[Web-SIG] Web Container Interface

Ian Bicking ianb at colorstudy.com
Fri Jan 30 19:37:11 EST 2004


On Jan 30, 2004, at 5:46 PM, Phillip J. Eby wrote:
>> Otherwise I suppose I'm okay with the rest (even if I would like a 
>> real reference to the gateway).  I can implement Webware using just 
>> this interface.  The open keyword arguments allow me to extend this 
>> as well, e.g., the Webware Application displays AppServer 
>> configuration parameters in the web control panel, so I really would 
>> like a reference, even if it's not required.  So actually I'm A-OK 
>> with the proposal.
>
> My intention was that additional keywords be reserved for future WSGI 
> versions, *not* become a way to sneak unspecified information into the 
> interface.  Private communications are always possible through 
> framework-specific mechanisms, such as sniffing for a 
> 'giveMeWebwareInfo()' method that the container can call, or 
> implementation of a particular interface, subclassing from a 
> particular base, etc. etc.

I had a feeling you'd react this way ;)  But I don't really see why it 
would be so bad.  AppServer calls:

application.setup(..., webKitAppServer=self)

Application has:

def setup(..., webKitAppServer=None, **kw):

It's highly transparent what's happening.  Since the spec leaves room 
for future extension, I assume applications are required to accept 
keywords they don't understand, and that they will ignore those 
arguments, and that applications must provide default arguments for 
values so that they support containers that don't provide those 
arguments.

> Thing is, your Application won't be able to display that AppServer 
> stuff *unless* it's being run under an AppServer.  And, there's no 
> point in the AppServer telling non-Webware applications they're being 
> run under it.  So, it should introspect you using Webware-specific 
> techniques, and call Webware-specific methods in that event.  In other 
> words, a typesafe mechanism agreed upon by both sides of the 
> (Webware-specific) protocol.

Obviously Application would have to accept None in place of the 
AppServer, and react accordingly.  That's my problem to deal with, not 
the spec's.

> If it's not defined in the standard, I don't want it allowed by the 
> standard.  Let it be some other standard, like the "Webware service 
> metadata extension to WSGI", that defines how you can make your 
> service receive extra data when it's run in a Webware container.  
> There's nothing wrong with having such protocol extensions, but they 
> should not be part of the base protocol's methods.  And I don't want 
> to build "bags of data" into the base protocol with "extension info" 
> that you then have to sift through to find things, when we could 
> easily just have different methods that are part of other protocols.

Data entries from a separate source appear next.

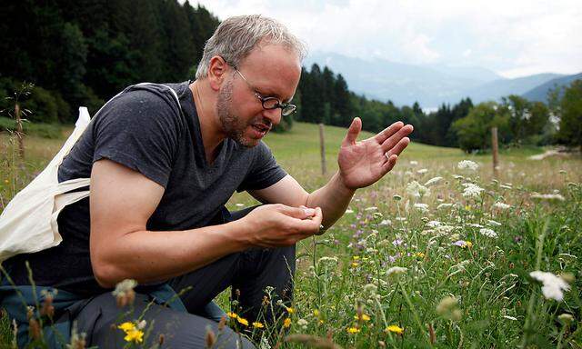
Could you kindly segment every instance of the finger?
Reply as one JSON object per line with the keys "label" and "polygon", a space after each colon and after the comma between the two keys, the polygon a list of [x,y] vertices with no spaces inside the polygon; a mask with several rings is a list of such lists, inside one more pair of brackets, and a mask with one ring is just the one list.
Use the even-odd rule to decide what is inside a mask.
{"label": "finger", "polygon": [[359,117],[355,117],[347,129],[347,135],[342,142],[342,146],[355,145],[360,131],[362,131],[362,120]]}
{"label": "finger", "polygon": [[389,136],[391,136],[392,135],[394,135],[396,131],[398,131],[399,129],[402,128],[402,126],[404,126],[404,123],[402,121],[396,121],[396,123],[392,124],[391,125],[389,125],[388,127],[385,128],[383,131],[381,131],[379,134],[376,135],[374,136],[374,138],[379,143],[382,144],[384,143],[384,141],[386,141]]}
{"label": "finger", "polygon": [[319,232],[321,222],[323,221],[323,213],[320,207],[316,207],[315,211],[315,214],[311,219],[295,222],[295,227],[297,229],[298,234],[309,236]]}
{"label": "finger", "polygon": [[382,165],[382,175],[390,172],[396,165],[396,161],[398,161],[398,155],[393,155],[388,156],[388,161]]}
{"label": "finger", "polygon": [[316,210],[314,208],[309,208],[306,206],[292,207],[292,206],[287,206],[286,204],[279,204],[276,205],[276,209],[280,213],[284,214],[285,215],[287,215],[293,218],[297,218],[297,219],[306,219],[306,218],[313,217],[313,215],[316,214]]}
{"label": "finger", "polygon": [[410,138],[404,137],[400,140],[400,142],[398,142],[395,146],[393,146],[392,149],[388,150],[388,153],[386,154],[388,155],[388,156],[392,156],[394,155],[399,155],[400,153],[402,153],[402,151],[405,150],[409,144],[410,144]]}
{"label": "finger", "polygon": [[406,126],[400,128],[398,132],[392,135],[392,136],[384,141],[384,143],[382,144],[382,151],[386,153],[388,150],[392,149],[404,137],[410,135],[413,129],[414,128],[412,127],[412,125],[406,125]]}

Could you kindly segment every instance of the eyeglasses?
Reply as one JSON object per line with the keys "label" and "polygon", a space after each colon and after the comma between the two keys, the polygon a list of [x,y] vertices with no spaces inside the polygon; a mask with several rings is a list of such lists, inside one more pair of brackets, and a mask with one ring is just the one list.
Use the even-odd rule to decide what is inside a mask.
{"label": "eyeglasses", "polygon": [[263,109],[272,110],[272,109],[281,108],[281,115],[283,115],[283,116],[290,115],[293,113],[297,111],[297,106],[295,105],[290,105],[288,103],[283,103],[283,102],[281,102],[280,100],[278,100],[276,97],[264,97],[264,96],[262,96],[261,94],[256,92],[256,88],[255,88],[255,86],[253,86],[248,82],[248,80],[246,80],[245,75],[243,75],[243,74],[240,72],[240,70],[238,70],[236,65],[228,63],[226,59],[225,59],[225,62],[226,62],[226,64],[228,65],[232,66],[233,69],[235,69],[235,71],[236,73],[238,73],[240,77],[242,77],[243,80],[245,80],[246,85],[248,85],[248,87],[250,87],[251,90],[253,90],[253,92],[255,93],[255,95],[256,96],[256,98],[258,98],[261,101],[261,104],[263,105]]}

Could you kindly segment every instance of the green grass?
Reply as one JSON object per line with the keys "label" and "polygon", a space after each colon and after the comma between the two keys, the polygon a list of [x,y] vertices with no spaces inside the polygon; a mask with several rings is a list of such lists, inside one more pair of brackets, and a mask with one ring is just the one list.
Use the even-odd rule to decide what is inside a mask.
{"label": "green grass", "polygon": [[[326,176],[319,168],[316,125],[297,123],[291,133],[269,135],[266,143],[279,164],[312,191],[336,170],[345,133],[326,126]],[[31,136],[24,166],[3,159],[11,165],[3,166],[3,181],[15,183],[3,189],[3,201],[24,185],[20,178],[29,180],[42,168],[61,143]],[[502,151],[499,177],[494,180],[490,155],[467,155],[457,149],[411,144],[391,173],[356,192],[348,213],[334,227],[299,244],[289,334],[301,334],[296,340],[304,342],[330,335],[336,344],[357,348],[580,347],[582,158],[527,158],[544,150]],[[459,170],[457,164],[464,159],[479,168]],[[411,182],[424,184],[436,176],[443,179],[429,187],[430,194],[415,198],[407,193]],[[465,183],[484,191],[465,197]],[[563,201],[532,197],[534,192],[555,191]],[[498,202],[510,207],[496,208]],[[249,195],[236,194],[228,207],[254,203]],[[418,203],[426,204],[427,210],[416,208]],[[442,204],[452,205],[437,208]],[[436,224],[441,227],[430,226]],[[492,229],[497,237],[486,236],[482,228]],[[453,244],[460,240],[472,246]],[[394,266],[406,271],[388,275]],[[540,284],[529,277],[535,270],[574,276],[562,302],[544,297]],[[224,307],[226,294],[219,297]],[[447,297],[455,302],[437,311]],[[369,321],[355,319],[358,312]],[[565,325],[557,318],[562,314],[573,315],[574,321]],[[386,332],[388,325],[404,332]],[[271,328],[260,331],[279,337]],[[8,333],[0,327],[0,334]]]}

The one keyword is the only addition I'd make.  Everything else would 
be between Application and AppServer.  Again, I really don't see the 
problem.  I don't see where this would cascade into some unmaintainable 
mess.

> (Indeed, I'm beginning to wonder if WSGI methods should all have some 
> sort of prefix or suffix on them to help thoroughly disambiguate them 
> from extended protocols.  E.g. 'runWSGI()', 'setupWSGI()' etc.)

I think setup() is rather generic, though it could be setupCGI and it 
would be fine.  I think you are overreacting.  And hey, I just said 
what someone else was eventually going to think of anyway.